Story by Ruth McKenney

First edition (publ. Harcourt Brace)

My Sister Eileen is a series of autobiographical short stories by Ruth McKenney, originally published in The New Yorker, which eventually inspired many other works: her 1938 book My Sister Eileen, a play, a musical, a radio play (and an unproduced radio series), two motion pictures, and a CBS television series in the 1960–1961 season.

The stories center on two sisters from Ohio who are out to make successful careers while living in a basement apartment in the Greenwich Village section of New York City. Older, sensible Ruth Sherwood aspires to be a writer, while Eileen dreams of success on the stage. A variety of oddball characters bring color and humor to their lives.

== Adaptations ==

===1940 play===
The stories were adapted for the stage by Joseph Fields and Jerome Chodorov. The Broadway production, directed by George S. Kaufman, opened on December 26, 1940 at the Biltmore Theatre and moved three times before finally completing its run of 864 performances on January 16, 1943. The opening night cast included Shirley Booth as Ruth Sherwood and Jo Ann Sayers as Eileen Sherwood, with Richard Quine and Morris Carnovsky in supporting roles.

Eileen McKenney, the inspiration for the title character, and her husband, novelist and screenwriter Nathanael West, were killed in a car accident in Southern California four days before the Broadway opening.

===1942 film===
Fields and Chodorov adapted their play for a 1942 film released by Columbia Pictures (their biggest hit of 1942/19433). Alexander Hall directed a cast that includes Rosalind Russell as Ruth (in an Academy Award–nominated performance) and Janet Blair as Eileen, with Brian Aherne, George Tobias, Allyn Joslyn, Elizabeth Patterson, Grant Mitchell, Jeff Donnell, and Richard Quine in supporting roles.

===1946 radio play and unproduced radio series===
On May 18, 1946 Rosalind Russell and Janet Blair reprised their roles in a half-hour radio adaptation of the 1942 film for the CBS Radio anthology series Academy Award Theater.
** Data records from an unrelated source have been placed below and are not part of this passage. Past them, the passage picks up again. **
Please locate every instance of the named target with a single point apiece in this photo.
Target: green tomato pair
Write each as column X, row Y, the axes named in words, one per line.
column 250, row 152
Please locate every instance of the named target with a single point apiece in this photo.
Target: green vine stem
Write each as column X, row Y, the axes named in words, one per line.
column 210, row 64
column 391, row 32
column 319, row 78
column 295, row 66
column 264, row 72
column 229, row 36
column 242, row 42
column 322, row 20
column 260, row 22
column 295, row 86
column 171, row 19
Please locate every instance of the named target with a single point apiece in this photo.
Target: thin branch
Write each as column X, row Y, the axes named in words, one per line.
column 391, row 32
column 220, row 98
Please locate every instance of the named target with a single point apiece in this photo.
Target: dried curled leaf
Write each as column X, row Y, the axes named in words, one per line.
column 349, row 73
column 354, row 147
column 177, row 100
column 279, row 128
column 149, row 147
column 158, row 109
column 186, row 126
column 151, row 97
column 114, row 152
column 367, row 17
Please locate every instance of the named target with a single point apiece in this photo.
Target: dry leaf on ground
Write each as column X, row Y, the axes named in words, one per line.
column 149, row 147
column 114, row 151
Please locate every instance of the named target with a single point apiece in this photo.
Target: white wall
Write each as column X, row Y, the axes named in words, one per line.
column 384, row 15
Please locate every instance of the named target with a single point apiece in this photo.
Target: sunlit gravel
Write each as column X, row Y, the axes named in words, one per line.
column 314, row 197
During the closing credits show announcer Hugh Brundage stated that a radio series based on the two main characters was being prepared by writer Arthur Kurlan. He added that it would star Lucille Ball and it would premiere in the fall. However CBS ultimately turned down the proposed series after only a sample audition record was made.

In 1947 CBS began airing a new radio series, My Friend Irma, which contained the same basic premise and characterizations. In response, Arthur Kurlan sued CBS on behalf of himself and Ruth McKenney, ultimately winning compensation from CBS.
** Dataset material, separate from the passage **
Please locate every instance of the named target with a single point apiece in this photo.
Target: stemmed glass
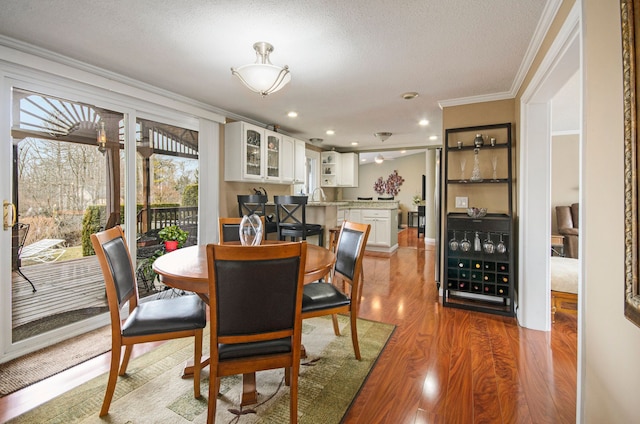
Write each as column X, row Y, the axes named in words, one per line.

===1953 Broadway musical===
Wonderful Town, with lyrics by Betty Comden and Adolph Green, music by Leonard Bernstein, and book by Fields and Chodorov, is a musical stage adaptation of the 1940 play, which was in turn based on McKenney's stories. Rosalind Russell reprised the part of Ruth for the Broadway production and appeared in a CBS broadcast of the musical on November 30, 1958. It was revived on Broadway, starring Donna Murphy, in 2004.

===1955 film===
In 1955, Columbia made a film as a musical comedy with a score by Jule Styne and Leo Robin. Richard Quine and Blake Edwards wrote the screenplay, and Quine directed. The cast includes Betty Garrett as Ruth and Janet Leigh as Eileen, with Jack Lemmon, Bob Fosse (who choreographed the musical numbers), Kurt Kasznar, Dick York, Arnold Stang, and Tommy Rall in supporting roles.
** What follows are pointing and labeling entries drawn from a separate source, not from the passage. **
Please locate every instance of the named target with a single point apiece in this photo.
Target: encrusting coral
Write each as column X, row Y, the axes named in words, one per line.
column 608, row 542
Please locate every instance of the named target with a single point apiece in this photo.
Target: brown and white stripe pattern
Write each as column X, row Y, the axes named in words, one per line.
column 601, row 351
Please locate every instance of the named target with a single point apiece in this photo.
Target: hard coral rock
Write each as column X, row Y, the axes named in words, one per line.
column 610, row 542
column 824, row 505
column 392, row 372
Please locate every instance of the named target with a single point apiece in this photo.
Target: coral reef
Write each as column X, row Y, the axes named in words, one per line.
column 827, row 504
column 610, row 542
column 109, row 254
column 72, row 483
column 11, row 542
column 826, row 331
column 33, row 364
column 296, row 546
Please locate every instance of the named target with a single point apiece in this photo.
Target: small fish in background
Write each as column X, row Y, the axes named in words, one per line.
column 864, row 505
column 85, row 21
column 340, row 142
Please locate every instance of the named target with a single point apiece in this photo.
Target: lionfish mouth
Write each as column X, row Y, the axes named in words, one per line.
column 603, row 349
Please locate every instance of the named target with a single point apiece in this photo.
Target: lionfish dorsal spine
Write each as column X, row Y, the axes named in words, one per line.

===1960–1961 television series===
A pilot for a television series based on the short stories and subsequent film adaptations aired on NBC as an episode of Alcoa-Goodyear Theater titled "You Should Meet My Sister" on May 16, 1960, starring Elaine Stritch as Ruth and Anne Helm as Eileen. Twenty-six more episodes were produced with Stritch as Ruth and Shirley Bonne portraying Eileen, and CBS broadcast these in the United States during the 1960–1961 season as the situation comedy My Sister Eileen. The series premiered on October 5, 1960. It was canceled after one season, and last aired on April 12, 1961.